L’année suivante, Hekmatyar l’accuse d’avoir trahi le mouvement islamiste. Pour étayer ses accusations, il s'appuie sur les aveux d’un proche de Massoud (Jân Mohammad qui sera assassiné plus tard par Hekmatyar) obtenus sous la torture. Massoud est arrêté mais parvient à échapper à la mort.
On le retrouve en 1978 dans la province de Kunar qui fut la première à prendre les armes contre les communistes. Il se signale ensuite dans le Nouristan où il adopte le pakol, la coiffe typique de cette région. En 1979, il rejoint le Panjsher où il se débarrasse des groupes maoïstes rivaux, avant de devenir la figure la plus connue des Moudjahidin en Occident.
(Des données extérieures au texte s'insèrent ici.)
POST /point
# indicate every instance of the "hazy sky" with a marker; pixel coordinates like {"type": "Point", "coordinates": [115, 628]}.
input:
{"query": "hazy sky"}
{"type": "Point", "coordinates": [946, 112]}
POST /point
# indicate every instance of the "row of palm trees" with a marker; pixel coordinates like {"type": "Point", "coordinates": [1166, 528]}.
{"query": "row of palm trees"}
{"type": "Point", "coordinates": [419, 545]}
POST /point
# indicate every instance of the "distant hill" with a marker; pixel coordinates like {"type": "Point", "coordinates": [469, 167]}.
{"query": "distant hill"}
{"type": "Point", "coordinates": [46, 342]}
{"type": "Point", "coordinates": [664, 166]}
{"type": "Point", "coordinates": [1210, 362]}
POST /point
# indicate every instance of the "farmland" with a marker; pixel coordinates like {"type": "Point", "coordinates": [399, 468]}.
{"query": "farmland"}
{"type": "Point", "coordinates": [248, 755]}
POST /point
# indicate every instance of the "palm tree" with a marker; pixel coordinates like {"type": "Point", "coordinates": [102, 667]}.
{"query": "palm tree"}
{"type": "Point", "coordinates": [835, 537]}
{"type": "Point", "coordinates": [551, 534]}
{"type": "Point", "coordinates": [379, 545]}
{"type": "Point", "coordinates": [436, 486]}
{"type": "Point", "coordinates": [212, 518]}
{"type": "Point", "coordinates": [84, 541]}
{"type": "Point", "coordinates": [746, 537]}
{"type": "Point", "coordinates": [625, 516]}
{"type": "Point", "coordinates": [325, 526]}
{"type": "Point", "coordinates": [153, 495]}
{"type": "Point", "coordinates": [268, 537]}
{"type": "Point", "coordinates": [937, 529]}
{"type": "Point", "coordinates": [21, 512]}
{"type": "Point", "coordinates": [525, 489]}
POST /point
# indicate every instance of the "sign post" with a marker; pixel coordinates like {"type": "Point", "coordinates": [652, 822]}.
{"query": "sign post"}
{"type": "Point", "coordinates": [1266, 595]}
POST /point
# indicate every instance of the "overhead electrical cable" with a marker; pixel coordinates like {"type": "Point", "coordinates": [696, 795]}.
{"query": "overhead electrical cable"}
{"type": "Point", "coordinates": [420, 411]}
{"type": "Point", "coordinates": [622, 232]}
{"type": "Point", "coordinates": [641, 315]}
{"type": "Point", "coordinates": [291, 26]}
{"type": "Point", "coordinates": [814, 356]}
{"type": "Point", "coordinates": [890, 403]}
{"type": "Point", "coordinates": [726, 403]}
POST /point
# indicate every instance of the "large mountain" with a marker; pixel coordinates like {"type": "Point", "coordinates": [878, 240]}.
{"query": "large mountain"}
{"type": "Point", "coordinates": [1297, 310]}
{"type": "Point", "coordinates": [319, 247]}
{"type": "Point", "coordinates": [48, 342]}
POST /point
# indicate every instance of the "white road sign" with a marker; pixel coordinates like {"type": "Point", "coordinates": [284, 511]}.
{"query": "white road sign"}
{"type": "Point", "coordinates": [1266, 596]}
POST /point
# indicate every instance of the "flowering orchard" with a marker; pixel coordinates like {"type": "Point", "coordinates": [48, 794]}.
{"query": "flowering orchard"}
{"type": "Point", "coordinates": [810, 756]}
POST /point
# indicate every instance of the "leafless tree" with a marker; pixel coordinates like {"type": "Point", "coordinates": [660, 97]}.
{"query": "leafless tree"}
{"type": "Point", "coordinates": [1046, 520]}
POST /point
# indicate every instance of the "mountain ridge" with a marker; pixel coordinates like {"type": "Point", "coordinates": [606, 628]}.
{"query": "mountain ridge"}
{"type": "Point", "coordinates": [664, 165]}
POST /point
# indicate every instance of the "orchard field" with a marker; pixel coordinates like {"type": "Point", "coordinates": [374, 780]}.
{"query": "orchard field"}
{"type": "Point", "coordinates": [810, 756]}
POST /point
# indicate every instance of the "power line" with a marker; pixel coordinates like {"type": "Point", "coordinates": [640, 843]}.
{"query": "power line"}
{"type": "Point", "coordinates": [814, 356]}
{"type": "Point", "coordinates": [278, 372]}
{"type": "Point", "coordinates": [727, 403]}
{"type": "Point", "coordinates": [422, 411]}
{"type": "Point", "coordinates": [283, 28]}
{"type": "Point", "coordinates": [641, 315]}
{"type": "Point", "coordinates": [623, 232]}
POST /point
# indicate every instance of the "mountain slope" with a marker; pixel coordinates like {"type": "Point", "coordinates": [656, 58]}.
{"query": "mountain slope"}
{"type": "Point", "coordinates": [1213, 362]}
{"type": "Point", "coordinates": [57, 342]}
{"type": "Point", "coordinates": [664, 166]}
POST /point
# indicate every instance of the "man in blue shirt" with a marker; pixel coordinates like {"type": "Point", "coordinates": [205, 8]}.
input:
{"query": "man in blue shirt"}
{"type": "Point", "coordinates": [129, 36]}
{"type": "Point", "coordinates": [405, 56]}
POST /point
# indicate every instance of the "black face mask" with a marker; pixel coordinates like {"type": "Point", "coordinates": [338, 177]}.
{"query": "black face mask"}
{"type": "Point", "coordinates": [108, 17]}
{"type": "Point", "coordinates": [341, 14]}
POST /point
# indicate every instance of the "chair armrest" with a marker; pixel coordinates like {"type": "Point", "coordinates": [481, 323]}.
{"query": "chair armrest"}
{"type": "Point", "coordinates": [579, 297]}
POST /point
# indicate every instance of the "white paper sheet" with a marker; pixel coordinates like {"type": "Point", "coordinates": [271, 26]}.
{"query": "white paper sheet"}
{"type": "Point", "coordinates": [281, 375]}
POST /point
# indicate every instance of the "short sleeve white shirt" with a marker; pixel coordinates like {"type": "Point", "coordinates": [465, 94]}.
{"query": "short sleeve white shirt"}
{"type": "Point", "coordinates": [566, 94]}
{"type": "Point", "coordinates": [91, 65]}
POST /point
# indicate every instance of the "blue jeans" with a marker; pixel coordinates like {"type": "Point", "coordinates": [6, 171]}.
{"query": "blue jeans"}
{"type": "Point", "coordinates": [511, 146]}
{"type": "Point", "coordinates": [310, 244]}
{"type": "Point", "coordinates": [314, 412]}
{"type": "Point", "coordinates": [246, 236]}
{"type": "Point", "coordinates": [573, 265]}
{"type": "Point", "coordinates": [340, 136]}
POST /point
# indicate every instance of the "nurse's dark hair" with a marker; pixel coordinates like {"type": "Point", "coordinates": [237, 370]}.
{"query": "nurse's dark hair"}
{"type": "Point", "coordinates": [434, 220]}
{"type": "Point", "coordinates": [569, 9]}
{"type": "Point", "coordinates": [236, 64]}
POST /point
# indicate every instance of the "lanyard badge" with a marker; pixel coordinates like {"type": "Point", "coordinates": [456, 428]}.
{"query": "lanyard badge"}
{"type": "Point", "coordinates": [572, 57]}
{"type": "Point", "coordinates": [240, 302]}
II - Organisation et tactique : les années de lutte contre les Soviétiques Outre son génie militaire, Massoud fait preuve d’aptitudes pour l’organisation. Assez rapidement il met en place une armée régulière dotée d’une chaîne de commandement structurée, et d’unités mobiles. De plus, il organise un réseau de renseignement de premier plan (du simple citoyen aux généraux afghans et soviétiques). Cette organisation est illustrée par le déroulement de l’offensive Panjsher 7.
III - Les années de pouvoir
I V - Bilan de quatre années de pouvoir Sa finesse politique et sa stature unique sur la scène afghane et internationale sont indiscutables. Il est parvenu à rassembler autour de lui ses anciens ennemis. Le fier général Dostom s’est mis en début d’année 2001 à son service. Il a accepté de reprendre la lutte sous les ordres du commandant Massoud dans une région de la province de Balkh où sa seule issue est de combattre ou de mourir. Au temps de sa splendeur, Dostom dirigeait un véritable état à la manière d’un prince des Mille et une nuits. Il menait ses opérations depuis son château de la périphérie de Mazar-i Sharif. Aujourd’hui il vit dans une modeste maison et dépend des hélicoptères du commandant Massoud et les choses devaient mal tourner pour lui. Le retour de Karim Kahlili, le leader du Hezb-i Waahdat, s’est fait dans les même conditions.